Milo Implementation in Python Environment

Python has multiple Milo implementations. Besides Mipopy mentioned in the official miloR project, the pertpy library also implements the Milo algorithm. Here’s an example using pertpy:

import numpy as np
import pertpy as pt
import scanpy as sc
import pandas as pd


# Read data
adata = sc.read_h5ad('adata.h5ad')

# Initialize Milo analysis object
milo = pt.tl.Milo()
mdata = milo.load(adata)

# Build neighbor graph
sc.pp.neighbors(
    mdata["rna"],
    use_rep="X_umap", # Use existing UMAP dimensionality reduction
    n_pcs=20,         # Number of principal components, corresponds to d in miloR
    n_neighbors=30,   # Number of neighbors, corresponds to k in miloR
)

# Create neighborhoods
milo.make_nhoods(mdata["rna"], prop=0.1)
mdata = milo.count_nhoods(mdata, sample_col="sample_id")
# Group specification is more intuitive than in miloR, but order differs - Control comes first
mdata["rna"].obs["group"] = mdata["rna"].obs["group"].cat.reorder_categories(["Control", "Case"])

# Differential abundance analysis (using pydeseq2 solver)
milo.da_nhoods(mdata, design="~group", solver="pydeseq2")

# Build neighborhood graph for visualization
milo.build_nhood_graph(mdata)

# Filter significant results
significant_results = mdata['milo'].var.query('SpatialFDR < 0.1')

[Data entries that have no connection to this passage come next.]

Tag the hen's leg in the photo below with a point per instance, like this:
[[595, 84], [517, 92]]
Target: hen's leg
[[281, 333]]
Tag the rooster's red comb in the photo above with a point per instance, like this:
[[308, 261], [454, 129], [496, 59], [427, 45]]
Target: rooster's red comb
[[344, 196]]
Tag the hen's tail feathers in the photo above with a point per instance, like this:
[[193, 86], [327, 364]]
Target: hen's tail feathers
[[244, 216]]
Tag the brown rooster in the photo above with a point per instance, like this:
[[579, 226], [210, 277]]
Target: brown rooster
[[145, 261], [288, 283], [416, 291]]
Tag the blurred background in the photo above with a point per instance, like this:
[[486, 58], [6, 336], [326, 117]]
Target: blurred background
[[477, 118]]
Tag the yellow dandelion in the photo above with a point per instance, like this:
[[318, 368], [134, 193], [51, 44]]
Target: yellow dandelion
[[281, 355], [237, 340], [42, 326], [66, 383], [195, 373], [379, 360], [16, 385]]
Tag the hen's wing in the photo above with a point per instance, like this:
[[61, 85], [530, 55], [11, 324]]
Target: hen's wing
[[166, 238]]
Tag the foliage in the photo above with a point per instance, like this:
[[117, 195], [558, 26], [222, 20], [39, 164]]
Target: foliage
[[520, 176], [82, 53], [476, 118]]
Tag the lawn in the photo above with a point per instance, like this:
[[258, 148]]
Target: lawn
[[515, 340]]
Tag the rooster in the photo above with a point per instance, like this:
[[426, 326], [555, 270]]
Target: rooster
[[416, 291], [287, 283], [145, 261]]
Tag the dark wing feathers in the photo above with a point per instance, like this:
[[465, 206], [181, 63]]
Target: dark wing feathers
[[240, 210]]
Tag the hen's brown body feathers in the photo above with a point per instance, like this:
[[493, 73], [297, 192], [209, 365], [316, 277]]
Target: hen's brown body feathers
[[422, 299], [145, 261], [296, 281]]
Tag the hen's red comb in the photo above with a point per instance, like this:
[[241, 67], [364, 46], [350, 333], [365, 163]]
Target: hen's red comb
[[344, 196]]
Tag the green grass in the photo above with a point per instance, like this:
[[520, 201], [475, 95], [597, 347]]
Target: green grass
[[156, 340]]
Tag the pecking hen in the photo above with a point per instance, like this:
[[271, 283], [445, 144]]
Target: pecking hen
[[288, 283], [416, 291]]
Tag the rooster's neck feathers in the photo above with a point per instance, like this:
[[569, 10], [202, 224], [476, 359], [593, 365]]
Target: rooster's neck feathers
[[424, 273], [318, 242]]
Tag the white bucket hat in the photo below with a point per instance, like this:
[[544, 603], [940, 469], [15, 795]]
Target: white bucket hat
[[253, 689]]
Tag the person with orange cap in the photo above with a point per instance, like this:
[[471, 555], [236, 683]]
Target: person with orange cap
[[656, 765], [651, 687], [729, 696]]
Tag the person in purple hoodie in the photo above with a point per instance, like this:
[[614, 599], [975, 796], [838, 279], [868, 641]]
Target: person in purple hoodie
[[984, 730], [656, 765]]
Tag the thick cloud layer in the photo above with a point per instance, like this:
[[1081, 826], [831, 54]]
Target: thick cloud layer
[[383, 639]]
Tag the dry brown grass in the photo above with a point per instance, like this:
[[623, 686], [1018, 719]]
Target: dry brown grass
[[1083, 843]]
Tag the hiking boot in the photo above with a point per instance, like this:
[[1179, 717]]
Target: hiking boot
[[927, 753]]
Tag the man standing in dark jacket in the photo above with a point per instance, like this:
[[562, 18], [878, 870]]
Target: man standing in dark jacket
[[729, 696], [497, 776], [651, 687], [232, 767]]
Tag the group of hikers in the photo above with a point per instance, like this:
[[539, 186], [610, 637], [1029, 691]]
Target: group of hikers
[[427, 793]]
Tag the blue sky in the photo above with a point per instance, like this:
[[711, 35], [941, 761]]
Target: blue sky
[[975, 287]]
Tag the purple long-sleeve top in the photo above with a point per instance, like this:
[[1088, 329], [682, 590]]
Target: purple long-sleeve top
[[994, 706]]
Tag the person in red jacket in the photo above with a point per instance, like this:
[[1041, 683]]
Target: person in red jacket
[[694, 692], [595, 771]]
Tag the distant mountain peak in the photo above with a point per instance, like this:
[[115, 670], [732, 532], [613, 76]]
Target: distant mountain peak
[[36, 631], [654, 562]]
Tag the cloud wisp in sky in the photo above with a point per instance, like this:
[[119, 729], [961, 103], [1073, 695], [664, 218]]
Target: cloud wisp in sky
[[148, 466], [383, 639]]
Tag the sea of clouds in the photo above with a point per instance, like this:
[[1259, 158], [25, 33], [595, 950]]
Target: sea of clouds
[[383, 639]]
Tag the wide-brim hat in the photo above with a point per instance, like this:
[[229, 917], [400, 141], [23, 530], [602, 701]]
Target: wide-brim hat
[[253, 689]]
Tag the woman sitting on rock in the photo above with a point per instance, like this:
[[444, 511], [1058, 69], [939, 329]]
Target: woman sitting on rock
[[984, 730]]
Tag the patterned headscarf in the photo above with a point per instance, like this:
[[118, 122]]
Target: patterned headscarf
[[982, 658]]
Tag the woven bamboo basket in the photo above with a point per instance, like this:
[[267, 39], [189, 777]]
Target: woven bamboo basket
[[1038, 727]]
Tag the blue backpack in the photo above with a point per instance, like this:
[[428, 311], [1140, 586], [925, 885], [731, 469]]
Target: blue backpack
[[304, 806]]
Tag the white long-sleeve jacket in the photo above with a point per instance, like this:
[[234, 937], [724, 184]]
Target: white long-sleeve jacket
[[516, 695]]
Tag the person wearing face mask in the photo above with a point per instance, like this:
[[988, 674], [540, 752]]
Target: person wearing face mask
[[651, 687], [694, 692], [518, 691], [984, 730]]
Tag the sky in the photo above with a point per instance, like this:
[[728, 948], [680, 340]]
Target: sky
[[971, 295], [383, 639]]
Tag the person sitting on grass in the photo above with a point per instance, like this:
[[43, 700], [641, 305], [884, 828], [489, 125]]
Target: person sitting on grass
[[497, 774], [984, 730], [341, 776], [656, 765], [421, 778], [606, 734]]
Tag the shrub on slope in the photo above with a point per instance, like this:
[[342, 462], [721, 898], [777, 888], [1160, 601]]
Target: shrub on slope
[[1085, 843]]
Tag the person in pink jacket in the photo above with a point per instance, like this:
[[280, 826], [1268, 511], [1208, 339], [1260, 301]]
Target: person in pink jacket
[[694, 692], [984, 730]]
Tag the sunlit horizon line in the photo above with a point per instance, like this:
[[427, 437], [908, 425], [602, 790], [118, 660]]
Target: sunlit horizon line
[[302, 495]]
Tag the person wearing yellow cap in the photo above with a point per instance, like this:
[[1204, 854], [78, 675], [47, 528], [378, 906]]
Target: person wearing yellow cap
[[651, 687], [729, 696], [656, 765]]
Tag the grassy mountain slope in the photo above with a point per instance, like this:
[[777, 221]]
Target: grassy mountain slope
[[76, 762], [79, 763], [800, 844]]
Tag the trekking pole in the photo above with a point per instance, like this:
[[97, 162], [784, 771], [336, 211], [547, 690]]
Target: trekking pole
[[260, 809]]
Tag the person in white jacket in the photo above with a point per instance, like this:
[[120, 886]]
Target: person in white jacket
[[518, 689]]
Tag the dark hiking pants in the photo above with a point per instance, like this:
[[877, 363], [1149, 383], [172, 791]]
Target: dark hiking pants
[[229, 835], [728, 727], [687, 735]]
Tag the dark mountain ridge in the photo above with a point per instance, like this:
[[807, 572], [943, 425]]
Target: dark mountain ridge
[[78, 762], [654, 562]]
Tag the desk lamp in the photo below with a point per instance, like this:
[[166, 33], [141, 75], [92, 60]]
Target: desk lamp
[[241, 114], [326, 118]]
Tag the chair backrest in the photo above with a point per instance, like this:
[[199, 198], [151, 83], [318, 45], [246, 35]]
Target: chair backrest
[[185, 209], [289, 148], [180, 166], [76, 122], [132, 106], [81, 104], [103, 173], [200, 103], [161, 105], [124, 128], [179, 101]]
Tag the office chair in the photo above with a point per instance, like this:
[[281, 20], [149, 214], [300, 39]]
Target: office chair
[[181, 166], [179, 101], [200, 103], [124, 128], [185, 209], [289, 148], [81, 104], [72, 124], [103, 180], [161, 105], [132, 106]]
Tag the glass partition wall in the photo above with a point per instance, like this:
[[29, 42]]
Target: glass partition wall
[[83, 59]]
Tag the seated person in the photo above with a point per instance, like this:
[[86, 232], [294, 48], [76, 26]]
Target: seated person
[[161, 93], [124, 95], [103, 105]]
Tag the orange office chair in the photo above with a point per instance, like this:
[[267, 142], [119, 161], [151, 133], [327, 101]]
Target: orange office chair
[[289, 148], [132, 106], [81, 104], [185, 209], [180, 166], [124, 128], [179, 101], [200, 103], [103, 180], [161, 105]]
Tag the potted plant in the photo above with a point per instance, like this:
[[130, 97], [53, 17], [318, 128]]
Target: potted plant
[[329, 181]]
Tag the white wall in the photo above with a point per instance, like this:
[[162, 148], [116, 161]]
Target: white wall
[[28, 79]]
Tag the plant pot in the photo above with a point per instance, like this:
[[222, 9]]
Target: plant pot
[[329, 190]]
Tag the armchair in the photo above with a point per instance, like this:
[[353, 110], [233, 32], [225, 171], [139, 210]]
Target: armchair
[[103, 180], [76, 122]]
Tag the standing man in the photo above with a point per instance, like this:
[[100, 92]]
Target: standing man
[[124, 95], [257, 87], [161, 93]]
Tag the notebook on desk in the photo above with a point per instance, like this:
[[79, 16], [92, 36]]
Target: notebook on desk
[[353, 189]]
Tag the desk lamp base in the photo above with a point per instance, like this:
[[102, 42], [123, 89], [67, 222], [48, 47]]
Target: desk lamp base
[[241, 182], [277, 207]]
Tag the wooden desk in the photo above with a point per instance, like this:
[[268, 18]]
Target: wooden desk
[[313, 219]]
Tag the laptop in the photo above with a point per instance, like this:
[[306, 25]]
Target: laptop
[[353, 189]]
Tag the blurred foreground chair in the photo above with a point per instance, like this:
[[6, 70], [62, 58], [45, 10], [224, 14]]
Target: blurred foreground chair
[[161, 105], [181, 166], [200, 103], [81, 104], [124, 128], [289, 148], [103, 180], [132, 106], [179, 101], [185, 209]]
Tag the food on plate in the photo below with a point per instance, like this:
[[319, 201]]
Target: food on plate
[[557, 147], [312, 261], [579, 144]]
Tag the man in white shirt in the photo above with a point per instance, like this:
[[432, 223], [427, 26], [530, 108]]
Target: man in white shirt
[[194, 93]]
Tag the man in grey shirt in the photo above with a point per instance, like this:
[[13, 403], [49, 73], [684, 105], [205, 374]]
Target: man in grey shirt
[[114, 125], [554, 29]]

# All computations completed

Postscript

In terms of actual performance, there isn’t a huge difference between the two implementations. However, there are differences in computation results since the Python version is an algorithmic implementation rather than a step-by-step reproduction. Regarding computational consistency, I’ll need to find a dataset from cellxgene to perform actual calculations in the future.